Dive into genomics & data science: Analyze real soil microbial data from diverse environments.
Uncover secrets of the soil: Learn how microbes impact our health & environment.
Gain cutting-edge skills: Master cloud computing, data analysis, and more.
Join a supportive community: Network with faculty & peers from across the country.
One critical aspect of an undergraduate STEM education is hands-on research. Undergraduate research experiences enhance what students learn in the classroom as well as increase a student’s interest in pursuing STEM careers ^1. It can also lead to improved scientific reasoning and increased academic performance overall ^2. However, many students at underresourced institutions like community colleges, Historically Black Colleges and Universities (HBCUs), tribal colleges and universities, and Hispanic-serving institutions have limited access to research opportunities compared to their cohorts at larger four-year colleges and R1 institutions. These students are also more likely to belong to groups that are already under-represented in STEM disciplines, particularly genomics and data science ^3 ^4.
The BioDIGS (BioDiversity and Informatics for Genomics Scholars) Project aims to be at the intersection of genomics, data science, cloud computing, and education.

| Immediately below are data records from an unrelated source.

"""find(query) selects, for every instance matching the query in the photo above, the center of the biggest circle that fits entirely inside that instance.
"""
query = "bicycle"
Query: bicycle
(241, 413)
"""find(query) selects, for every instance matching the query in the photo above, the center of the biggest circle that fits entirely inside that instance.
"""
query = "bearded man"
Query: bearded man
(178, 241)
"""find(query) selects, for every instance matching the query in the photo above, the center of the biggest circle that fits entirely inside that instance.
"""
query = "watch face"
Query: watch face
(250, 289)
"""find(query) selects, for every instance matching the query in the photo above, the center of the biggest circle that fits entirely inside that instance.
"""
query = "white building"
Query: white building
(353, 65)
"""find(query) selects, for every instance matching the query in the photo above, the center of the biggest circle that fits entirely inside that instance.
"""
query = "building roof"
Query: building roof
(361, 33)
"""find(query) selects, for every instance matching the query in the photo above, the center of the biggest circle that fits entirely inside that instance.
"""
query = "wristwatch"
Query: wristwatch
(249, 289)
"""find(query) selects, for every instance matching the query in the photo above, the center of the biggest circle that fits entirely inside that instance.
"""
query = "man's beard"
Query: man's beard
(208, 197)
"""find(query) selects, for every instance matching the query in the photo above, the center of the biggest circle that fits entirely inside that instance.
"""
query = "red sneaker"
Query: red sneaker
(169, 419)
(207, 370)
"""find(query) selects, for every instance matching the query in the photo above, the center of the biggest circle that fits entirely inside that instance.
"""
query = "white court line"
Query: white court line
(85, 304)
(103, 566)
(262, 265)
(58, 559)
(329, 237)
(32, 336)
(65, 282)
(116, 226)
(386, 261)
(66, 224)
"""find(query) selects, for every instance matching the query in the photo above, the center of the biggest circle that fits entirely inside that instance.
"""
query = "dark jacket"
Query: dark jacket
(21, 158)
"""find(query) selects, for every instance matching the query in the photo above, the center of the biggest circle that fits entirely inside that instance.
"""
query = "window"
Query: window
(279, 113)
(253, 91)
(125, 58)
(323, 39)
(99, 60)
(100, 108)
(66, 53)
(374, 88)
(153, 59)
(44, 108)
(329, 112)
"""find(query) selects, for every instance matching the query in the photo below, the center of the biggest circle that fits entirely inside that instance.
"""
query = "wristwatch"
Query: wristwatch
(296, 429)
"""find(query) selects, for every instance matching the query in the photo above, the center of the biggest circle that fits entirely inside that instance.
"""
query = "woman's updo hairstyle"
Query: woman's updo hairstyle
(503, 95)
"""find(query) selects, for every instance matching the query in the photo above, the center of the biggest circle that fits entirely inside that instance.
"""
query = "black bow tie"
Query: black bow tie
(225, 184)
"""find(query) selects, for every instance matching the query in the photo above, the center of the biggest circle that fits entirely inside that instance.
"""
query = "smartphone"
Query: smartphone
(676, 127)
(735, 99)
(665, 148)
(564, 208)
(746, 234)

Genomics broadly refers to the study of genomes, which are an organism’s complete set of DNA. This includes both genes and non-coding regions of DNA. Traditional genomics involves sequencing and analyzing the genome of individual species.
Metagenomics expands genomics to look at the collective genomes of entire communities of organisms in an environmental sample, like soil. It allows researchers to study not just the genes of culturable or isolated organisms, but the entirety of genetic material present in a given environment. By using genomic techniques to survey the soil microbes, we can identify everything in the soil, including microbes that no one has identified before.
We are doing both traditional genomics and metagenomics as part of BioDIGS.
Data science is an interdisciplinary field that uses scientific methods, processes, algorithms and systems to extract knowledge and insights from structured and unstructured data. It includes collecting, cleaning, and combining data from multiple databases, exploring data and developing statistical and machine learning models to identify patterns in complex datasets, and creating tools to efficiently store, process, and access large amounts of data.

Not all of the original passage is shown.